Saturdays Canadian Blast showcase at the Fiddlers Elbow was the perfect way to gently acquaint oneself with the event, and also provided one of the highlights of the weekend. The soft focus, sixties tinged folk harmonies of Wilderness of Manitoba (pictured) are effortlessly warm and wonderful. Understated cellos, banjos, bowl rubbing and child-like acoustic guitar interplay with dreamy male and female vocals to produce something utterly beguiling and beautiful - if no other band had played for the rest of the weekend it would have been worth it. Before this unexpected delight the band also help out as backing group to Octoberman, who covers the Springsteen classic I’m On Fire amongst his own slightly fragile folky tunes. The Polish born Canadian Artur Dyjencinski plays sultry downbeat tunes, his vintage melancholic baritone sounding like something from a black and white movie of old. With a band that includes a guitarist / co-vocalist from Sunderland who sports a brimmed red hat, they’re multi-national, and Artur confuses the issue even further by admitting that he thought that Sunderland was in Germany.
After Canadian Blast a blast of other sorts occurs as rain hammers down on the impractical fashions of the indie kids of London. It’s just as well this isn’t a festival in a field as there’s not a pair of wellies to be seen, ill advised short dresses, skinny jeans, hip hugging shorts and converse shoes being the order of the day. Thrashy electronic duo Kap Bambino makes sure that everyone dries out quickly though by generating heat with their mosh pit inducing blend of hardcore electro. Digital punk princess vocalist Caroline fizzes with energy, jumping into the crowd, screaming into her microphone whilst a barrage of beats and dirty computer noise assaults the ears. The performance is very Crystal Castles-esque - a frenzied blur of a one night stand fun.
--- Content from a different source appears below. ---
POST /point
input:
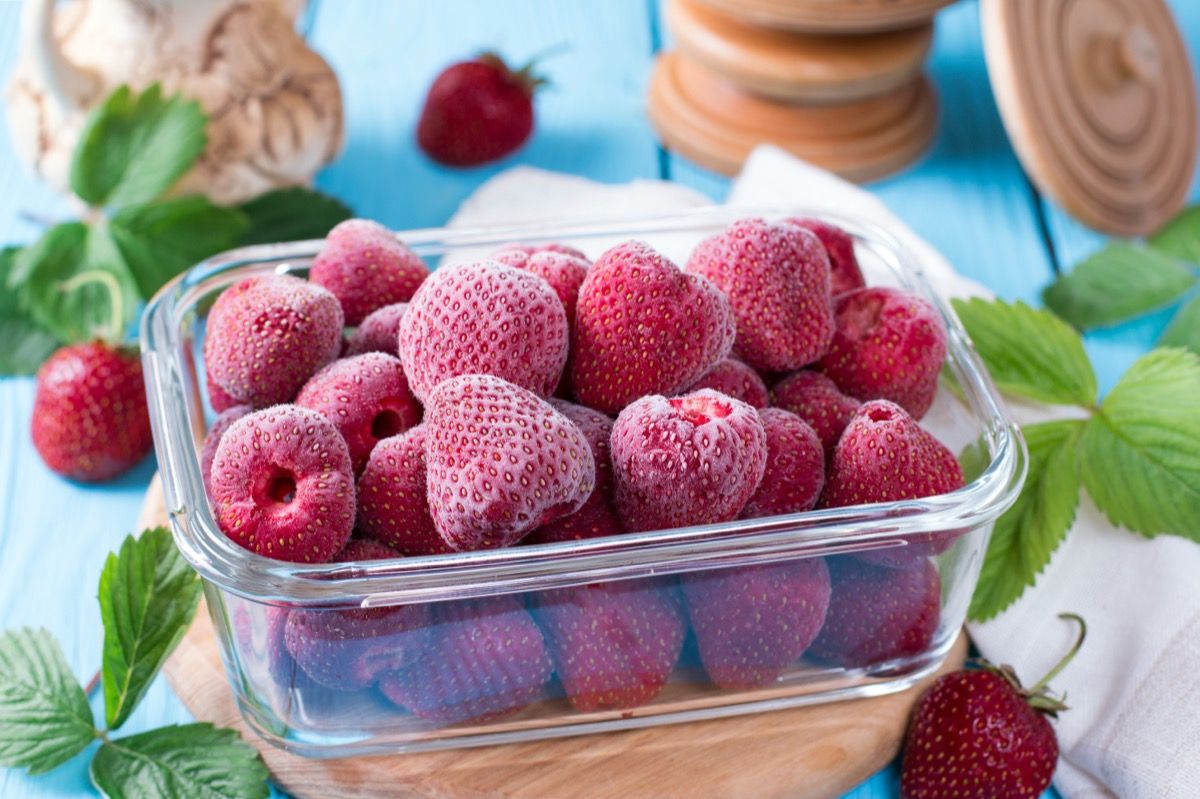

Just back from a festival in Norway, the keyboard player of Stornoway sports a most unrock ‘n’ roll of pair of casual red trousers, but even this fashion faux pas cannot stop the band from producing simply charming songs about romance, travel and nature. Unfortunately the big space of Koko does the bands songs no favours, the sound losing intimacy and it’s only their more upbeat songs such as I Saw You Blink, Zorbing and the closing Watching Birds that really grab the audience. Smoke Fairies suffer the same problem. Their medieval blues conjures images of unicorns, misty moss covered forests and pagan dancers and would probably be utterly bewitching in a small attentive room. Unfortunately in the vast heights of Koko with a chattering crowd to battle against something extraordinary is lost.
They can now be filed in the box named ‘classic’, having been around for twenty years, yet Teenage Fanclub fail to ignite and their performance feels a little vacant and cold. Their songs are admirably well crafted and full of harmonies but their performance lacks the venom that is required at this later point in the evening. That is left to Autokratz and their twitching, pulsing spiked electronic jams that get hands in the air and the crowd grooving - a hedonistic end to the first day of the crawl.